Senate Investigators Take a Misguided Look at Our International Tax System

By September 20, 2012Taxation

The good news today coming out of the Senate Homeland Security and Governmental Affairs Permanent Subcommittee on Investigations is that Sen. Carl Levin (D-MI) recognizes that something is wrong with our international tax system. The problem though is that his focus is on companies that actually pay taxes and not the tax code itself, which is in desperate need of reform.

The basic problem is fairly simple: U.S. tax laws make it difficult for U.S. companies with worldwide operations to compete. Our “worldwide” system taxes income regardless of where it is earned, unlike most other developed nations that only tax income earned within their borders. As a result, U.S. multinationals generally have a higher tax burden than non-U.S. multinationals — a significant disadvantage when U.S. companies are competing against non-U.S. multinationals and local firms for business in a global marketplace. And, if U.S. companies cannot compete abroad, where 95 percent of the world’s consumers are located, the U.S. economy suffers from the loss of both foreign markets and domestic jobs that support foreign operations.

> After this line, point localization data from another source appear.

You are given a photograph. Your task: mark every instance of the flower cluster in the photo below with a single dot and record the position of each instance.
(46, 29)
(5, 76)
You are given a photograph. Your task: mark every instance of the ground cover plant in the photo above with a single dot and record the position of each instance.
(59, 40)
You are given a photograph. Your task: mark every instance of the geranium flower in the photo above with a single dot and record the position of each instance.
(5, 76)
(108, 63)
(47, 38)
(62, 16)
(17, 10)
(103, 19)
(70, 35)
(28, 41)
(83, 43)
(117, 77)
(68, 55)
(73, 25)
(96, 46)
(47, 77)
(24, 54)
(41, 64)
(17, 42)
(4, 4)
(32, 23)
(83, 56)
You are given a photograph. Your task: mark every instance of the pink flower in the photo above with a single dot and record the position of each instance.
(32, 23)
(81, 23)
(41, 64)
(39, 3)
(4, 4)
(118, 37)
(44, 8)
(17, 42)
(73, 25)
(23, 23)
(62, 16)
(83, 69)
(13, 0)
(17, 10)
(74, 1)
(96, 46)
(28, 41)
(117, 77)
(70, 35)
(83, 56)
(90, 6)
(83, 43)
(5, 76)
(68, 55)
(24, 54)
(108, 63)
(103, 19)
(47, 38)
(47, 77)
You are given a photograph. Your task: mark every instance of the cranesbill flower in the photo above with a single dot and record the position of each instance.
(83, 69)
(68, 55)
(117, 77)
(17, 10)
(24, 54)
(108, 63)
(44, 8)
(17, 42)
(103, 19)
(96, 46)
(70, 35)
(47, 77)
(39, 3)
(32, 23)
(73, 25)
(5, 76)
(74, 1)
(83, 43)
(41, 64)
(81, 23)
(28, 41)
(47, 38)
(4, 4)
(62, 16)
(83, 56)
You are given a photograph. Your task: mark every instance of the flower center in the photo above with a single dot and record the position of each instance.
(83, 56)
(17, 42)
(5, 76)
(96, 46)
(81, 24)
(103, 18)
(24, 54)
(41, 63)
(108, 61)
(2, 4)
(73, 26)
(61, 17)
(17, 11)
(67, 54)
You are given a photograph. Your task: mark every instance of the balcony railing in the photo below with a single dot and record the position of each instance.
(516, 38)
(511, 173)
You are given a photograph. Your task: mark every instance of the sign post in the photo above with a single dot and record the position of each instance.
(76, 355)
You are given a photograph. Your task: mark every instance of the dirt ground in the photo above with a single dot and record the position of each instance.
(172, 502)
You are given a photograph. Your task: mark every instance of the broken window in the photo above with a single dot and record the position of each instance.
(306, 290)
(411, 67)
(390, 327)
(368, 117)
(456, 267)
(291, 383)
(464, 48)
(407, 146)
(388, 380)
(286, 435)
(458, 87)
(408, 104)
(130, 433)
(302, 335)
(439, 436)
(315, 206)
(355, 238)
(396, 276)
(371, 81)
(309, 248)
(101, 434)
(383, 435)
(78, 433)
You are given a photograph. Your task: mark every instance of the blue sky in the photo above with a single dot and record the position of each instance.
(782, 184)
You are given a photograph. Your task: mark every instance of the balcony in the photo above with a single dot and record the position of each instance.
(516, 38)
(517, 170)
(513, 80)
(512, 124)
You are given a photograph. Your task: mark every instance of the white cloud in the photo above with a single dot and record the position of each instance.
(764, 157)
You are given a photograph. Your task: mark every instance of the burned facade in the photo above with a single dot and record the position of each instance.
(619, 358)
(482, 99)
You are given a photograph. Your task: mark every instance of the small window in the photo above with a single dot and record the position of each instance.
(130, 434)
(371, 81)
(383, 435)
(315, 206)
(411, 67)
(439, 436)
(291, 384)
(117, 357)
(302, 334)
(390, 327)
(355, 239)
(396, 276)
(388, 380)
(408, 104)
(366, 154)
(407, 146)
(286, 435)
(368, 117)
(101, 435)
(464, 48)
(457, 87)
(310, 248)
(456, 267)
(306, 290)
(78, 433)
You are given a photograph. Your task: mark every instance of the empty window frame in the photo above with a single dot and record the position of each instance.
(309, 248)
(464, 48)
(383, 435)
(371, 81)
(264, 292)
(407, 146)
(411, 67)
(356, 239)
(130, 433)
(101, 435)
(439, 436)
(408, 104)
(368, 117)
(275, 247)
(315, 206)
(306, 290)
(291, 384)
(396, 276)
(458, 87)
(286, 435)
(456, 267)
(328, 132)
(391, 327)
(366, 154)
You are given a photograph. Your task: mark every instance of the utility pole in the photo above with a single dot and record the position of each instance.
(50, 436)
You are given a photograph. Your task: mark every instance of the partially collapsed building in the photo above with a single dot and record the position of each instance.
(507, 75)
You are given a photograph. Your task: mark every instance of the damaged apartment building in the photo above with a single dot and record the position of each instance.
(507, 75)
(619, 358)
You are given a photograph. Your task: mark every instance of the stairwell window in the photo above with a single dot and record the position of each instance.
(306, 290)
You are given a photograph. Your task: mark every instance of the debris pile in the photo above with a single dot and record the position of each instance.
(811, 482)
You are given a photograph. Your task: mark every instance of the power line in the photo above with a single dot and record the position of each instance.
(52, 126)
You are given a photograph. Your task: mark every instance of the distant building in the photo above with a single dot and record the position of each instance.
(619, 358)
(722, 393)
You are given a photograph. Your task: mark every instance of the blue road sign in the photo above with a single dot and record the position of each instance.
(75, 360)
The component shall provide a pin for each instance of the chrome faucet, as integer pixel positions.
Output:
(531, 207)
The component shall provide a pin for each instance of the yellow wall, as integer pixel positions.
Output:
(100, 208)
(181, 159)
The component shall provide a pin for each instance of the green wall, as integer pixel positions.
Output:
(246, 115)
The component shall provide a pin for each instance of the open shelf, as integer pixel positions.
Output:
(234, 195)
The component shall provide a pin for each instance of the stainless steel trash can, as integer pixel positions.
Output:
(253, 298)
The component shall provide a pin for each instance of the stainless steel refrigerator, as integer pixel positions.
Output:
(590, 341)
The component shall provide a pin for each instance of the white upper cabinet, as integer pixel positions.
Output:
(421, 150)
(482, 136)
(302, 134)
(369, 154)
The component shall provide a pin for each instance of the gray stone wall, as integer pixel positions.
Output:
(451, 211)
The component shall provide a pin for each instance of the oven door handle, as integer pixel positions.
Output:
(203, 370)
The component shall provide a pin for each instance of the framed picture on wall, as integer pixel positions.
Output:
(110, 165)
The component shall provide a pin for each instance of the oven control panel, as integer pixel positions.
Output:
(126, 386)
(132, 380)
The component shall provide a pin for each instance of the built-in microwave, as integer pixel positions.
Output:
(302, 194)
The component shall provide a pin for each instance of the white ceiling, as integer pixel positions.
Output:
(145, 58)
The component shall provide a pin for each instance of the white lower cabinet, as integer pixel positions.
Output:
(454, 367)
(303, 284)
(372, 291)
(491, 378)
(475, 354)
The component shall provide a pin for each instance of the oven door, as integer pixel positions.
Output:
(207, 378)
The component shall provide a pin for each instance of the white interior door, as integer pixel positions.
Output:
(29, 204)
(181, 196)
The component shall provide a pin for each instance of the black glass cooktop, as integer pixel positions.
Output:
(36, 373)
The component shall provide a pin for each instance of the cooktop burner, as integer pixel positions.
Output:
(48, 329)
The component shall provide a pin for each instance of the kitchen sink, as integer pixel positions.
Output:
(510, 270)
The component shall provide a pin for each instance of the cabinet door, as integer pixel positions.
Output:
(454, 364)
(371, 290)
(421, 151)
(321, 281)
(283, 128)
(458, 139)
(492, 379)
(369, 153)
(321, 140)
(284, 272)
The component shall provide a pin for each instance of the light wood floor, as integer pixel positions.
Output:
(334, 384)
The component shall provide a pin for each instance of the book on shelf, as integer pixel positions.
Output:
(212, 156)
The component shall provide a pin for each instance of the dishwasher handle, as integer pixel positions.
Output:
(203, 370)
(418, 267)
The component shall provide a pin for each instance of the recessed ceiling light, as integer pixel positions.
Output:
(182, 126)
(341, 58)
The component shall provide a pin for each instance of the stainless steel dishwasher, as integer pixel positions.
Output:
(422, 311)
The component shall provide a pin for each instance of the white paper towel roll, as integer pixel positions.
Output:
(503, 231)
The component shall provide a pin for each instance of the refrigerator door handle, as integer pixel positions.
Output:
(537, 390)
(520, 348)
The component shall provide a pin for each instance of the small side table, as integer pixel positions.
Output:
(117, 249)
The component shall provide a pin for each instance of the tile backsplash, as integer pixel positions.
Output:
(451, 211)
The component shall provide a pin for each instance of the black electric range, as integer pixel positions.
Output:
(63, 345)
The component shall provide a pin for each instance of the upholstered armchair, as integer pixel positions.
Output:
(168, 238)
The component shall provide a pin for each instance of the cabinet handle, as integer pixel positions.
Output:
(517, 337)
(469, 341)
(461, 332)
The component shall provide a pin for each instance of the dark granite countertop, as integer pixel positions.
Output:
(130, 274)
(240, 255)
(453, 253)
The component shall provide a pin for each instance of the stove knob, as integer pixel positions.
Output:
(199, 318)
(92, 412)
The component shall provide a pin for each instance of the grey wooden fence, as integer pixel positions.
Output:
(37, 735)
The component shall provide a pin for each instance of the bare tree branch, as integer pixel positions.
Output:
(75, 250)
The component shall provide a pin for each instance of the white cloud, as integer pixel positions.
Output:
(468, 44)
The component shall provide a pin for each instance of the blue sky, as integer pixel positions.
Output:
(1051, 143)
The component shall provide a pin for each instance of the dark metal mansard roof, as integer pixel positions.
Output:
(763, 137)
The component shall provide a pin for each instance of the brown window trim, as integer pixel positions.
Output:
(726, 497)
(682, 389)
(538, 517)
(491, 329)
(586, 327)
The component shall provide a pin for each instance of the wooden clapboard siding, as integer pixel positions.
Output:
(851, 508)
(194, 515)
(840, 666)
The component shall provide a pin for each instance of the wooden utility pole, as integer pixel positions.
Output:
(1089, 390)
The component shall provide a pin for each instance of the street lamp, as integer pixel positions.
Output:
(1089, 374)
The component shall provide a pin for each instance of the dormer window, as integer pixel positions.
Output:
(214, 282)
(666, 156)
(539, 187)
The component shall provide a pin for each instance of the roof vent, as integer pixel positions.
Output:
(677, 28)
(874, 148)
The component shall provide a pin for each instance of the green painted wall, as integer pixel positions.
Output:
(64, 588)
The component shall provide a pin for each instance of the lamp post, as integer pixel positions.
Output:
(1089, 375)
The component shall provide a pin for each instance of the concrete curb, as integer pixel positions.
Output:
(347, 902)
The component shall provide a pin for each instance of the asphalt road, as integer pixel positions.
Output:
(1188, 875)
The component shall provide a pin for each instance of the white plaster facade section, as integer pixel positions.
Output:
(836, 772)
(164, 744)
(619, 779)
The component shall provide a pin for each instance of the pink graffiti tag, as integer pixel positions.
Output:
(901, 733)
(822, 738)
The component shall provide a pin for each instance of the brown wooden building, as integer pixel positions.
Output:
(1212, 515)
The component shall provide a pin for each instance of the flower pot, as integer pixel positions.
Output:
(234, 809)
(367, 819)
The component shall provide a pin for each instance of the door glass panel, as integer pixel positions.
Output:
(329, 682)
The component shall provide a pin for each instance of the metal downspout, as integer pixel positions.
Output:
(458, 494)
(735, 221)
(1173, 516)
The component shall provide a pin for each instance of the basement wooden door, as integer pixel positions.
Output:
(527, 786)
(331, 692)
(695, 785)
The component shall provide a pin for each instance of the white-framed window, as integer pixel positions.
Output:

That’s why the NAM strongly supports moving from the current worldwide tax system to a territorial tax system structured to enhance U.S. competitiveness, not raise revenue. The current focus on tax reform presents a great opportunity to advance a permanent territorial system that would go a long way to improving the global competitiveness of U.S. manufacturers.

Let’s face it, territorial systems are now the international norm. The vast majority of our trading partners have a territorial system of taxing foreign income. Japan and the United Kingdom—two of the largest economies—recently abandoned worldwide taxation systems in favor of a territorial approach. Adopting a tax system that is not more burdensome than the tax systems applying to foreign manufacturing companies is critical to the ability of U.S. manufacturers to compete in the global marketplace. A competitive tax system will impact jobs at U.S. headquarters, increase exports from U.S. manufacturers and improve the efficiency of their supply chains.

Dorothy Coleman

Dorothy Coleman

Dorothy Coleman is vice president of tax and domestic economic policy at the National Association of Manufacturers (NAM). Ms. Coleman is responsible for providing NAM members with important information related to tax issues and representing the NAM’s position to Congress, the Administration and the media. An NAM spokesperson for tax policy issues, she coordinates membership coalitions; prepares testimony, reports and analyses; and responds to media inquiries. Before taking over as vice president of the tax policy department, she served as director of tax policy from April 1998 to April 2000.
Dorothy Coleman

Join the discussion One Comment

  • Lew Warden says:

    What nonsense! The US, with the largest consumer economy in the world, consumes only 5% of the world’s production?

    The fact is the corporations of the world will use any pretext of an argument to get out of paying taxes. But if they don’t pay taxes in proportion to their economic and financial activities, then individual tax payers and consumers must carry burdens that have become unbearable.